Le Râle élégant peut se reproduire dans la majeure partie de l’est des États-Unis, sauf sur les hauts sommets des monts Alleghanys, ainsi que le long de la côte du Mexique du côté des Caraïbes (pas dans la péninsule du Yucatan) et à Cuba (figure 1). Cependant, aux États‑Unis, il est actuellement réparti de façon plutôt irrégulière et un peu dispersée dans toutes les régions, sauf dans la partie inférieure de la vallée du Mississippi et près des côtes du golfe du Mexique et de l’Atlantique, dans l’aire de répartition représentée à la figure 1 (Dickinson, 1999). Au Canada, il ne se reproduit que dans l’extrême sud de l’Ontario. C’est une espèce migratrice qui quitte la majeure partie de son aire de répartition pour hiverner dans les États du golfe du Mexique et dans la partie de son aire d’été située le long de la côte de l’Atlantique.

Il s’agit du plus gros râle d’Amérique du Nord, qui a été considéré comme un gibier par le passé dans toute son aire de répartition. En Ontario, il n’y a plus de saison de chasse aux râles. Bien qu’il existe encore une telle chasse (toutes espèces comprises) dans 13 des États du Sud, relativement peu de Râles élégants sont tués (Cosens, 1985; Meanley, 1992). D’autres causes de mortalité, et en bout de ligne les pertes d’habitat, jouent un rôle beaucoup plus important dans la limitation de la taille des populations (Meanley, 1992). Cet oiseau ayant un comportement discret, il est difficile d’établir des estimations précises des effectifs. Cependant, son cri retentissant aide à le localiser pendant une période restreinte de la saison de reproduction.

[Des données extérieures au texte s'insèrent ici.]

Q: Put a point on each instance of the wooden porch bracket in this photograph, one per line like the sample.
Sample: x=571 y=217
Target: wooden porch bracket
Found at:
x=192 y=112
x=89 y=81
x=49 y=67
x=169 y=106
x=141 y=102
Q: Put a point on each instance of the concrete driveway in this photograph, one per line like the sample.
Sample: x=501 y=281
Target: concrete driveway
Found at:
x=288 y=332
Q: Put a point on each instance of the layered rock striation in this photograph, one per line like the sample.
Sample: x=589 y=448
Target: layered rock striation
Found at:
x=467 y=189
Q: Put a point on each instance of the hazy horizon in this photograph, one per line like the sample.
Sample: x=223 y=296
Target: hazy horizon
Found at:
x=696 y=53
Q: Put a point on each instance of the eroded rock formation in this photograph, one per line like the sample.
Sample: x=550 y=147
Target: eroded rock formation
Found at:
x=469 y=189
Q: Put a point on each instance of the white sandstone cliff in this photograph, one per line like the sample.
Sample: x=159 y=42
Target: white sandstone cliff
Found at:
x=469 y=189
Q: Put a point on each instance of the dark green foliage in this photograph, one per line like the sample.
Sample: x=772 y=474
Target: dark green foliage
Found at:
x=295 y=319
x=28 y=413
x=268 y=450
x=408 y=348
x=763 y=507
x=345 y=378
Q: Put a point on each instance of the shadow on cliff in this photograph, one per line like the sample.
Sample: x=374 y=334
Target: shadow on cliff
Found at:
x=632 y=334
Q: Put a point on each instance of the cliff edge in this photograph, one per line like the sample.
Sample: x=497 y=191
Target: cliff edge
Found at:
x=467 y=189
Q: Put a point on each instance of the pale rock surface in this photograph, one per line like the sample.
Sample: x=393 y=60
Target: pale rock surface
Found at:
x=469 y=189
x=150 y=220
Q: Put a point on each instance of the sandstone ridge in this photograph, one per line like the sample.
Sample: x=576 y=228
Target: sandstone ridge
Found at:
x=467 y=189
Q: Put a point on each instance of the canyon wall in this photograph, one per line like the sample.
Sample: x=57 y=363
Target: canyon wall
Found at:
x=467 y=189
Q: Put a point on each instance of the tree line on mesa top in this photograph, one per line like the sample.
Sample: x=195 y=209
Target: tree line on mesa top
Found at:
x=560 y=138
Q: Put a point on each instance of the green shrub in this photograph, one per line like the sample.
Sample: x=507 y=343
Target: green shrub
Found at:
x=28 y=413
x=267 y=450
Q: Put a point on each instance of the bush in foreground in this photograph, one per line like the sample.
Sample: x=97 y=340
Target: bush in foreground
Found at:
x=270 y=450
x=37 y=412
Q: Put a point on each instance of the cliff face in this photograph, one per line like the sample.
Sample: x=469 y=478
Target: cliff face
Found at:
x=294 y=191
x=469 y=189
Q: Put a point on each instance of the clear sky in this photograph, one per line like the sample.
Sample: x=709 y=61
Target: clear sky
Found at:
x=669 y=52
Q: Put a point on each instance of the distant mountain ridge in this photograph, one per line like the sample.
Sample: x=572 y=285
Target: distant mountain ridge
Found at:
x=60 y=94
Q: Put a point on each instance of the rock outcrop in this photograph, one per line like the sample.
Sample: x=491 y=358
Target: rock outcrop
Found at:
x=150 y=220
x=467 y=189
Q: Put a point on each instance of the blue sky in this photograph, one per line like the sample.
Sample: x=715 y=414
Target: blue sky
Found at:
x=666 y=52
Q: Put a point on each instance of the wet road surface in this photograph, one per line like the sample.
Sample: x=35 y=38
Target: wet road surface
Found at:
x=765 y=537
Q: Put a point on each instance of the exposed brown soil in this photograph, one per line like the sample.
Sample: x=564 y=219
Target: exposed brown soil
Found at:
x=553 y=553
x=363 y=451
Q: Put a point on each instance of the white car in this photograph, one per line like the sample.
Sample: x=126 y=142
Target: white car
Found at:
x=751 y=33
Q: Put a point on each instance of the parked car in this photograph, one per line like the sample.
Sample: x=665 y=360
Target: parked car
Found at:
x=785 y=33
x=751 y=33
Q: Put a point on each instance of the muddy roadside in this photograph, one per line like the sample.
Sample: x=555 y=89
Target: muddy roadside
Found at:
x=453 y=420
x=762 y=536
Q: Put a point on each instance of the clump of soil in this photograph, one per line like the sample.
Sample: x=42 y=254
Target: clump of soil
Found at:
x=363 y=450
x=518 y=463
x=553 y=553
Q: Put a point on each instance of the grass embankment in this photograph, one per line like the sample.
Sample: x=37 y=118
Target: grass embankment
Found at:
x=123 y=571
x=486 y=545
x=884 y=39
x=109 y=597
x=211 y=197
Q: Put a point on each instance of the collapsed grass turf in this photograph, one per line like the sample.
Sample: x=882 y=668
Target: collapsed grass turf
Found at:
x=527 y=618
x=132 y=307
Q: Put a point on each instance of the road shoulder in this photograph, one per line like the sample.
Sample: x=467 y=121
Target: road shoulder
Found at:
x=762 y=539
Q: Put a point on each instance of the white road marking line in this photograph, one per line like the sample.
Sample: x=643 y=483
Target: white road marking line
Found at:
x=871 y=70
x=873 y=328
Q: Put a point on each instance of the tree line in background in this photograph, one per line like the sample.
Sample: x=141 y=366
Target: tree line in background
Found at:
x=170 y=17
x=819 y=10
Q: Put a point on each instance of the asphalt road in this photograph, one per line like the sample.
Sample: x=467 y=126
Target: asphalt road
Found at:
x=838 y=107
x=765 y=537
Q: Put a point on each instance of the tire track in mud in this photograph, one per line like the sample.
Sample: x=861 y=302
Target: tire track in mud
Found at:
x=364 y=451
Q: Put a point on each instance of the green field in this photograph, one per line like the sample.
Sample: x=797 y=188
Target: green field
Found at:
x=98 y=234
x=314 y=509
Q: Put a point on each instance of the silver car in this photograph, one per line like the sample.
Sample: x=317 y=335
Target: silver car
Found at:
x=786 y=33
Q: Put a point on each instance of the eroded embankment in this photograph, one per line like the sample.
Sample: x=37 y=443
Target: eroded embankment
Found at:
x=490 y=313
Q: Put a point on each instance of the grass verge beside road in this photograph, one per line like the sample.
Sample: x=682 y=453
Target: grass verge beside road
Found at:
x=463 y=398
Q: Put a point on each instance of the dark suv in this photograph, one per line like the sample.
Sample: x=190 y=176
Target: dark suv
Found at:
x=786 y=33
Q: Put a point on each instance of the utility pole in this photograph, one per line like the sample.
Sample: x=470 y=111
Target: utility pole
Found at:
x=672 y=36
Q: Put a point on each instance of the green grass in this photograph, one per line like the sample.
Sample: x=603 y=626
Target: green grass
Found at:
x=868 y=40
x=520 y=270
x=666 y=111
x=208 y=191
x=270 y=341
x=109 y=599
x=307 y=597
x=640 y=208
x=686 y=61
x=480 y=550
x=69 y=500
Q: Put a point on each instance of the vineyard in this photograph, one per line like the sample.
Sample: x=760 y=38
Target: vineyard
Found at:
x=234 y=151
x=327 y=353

Le Râle élégant a été désigné « espèce vulnérable » par le COSEPAC (à l’époque le CSEMDC) en 1985 (Cosens, 1985), après une estimation approximative d’environ 300 couples seulement, fondée sur la superficie des marais restants pouvant lui servir d’habitat. Après des relevés plus complets effectués pour la préparation de l’atlas des oiseaux nicheurs de l’Ontario (1981-1985) et ensuite dans le cadre du programme ontarien de protection des oiseaux nicheurs rares Rare Breeding Bird Program (1989‑1991), il est devenu évident que la population était loin d’être aussi abondante que l’on pensait. Avec une estimation de la population de moins de 50 couples, se trouvant presque tous dans un seul marais, plus quelques‑uns dans trois ou quatre autres marais, le COSEPAC (CSEMDC) lui a attribué le statut d’espèce « en voie de disparition » (Page, 1993).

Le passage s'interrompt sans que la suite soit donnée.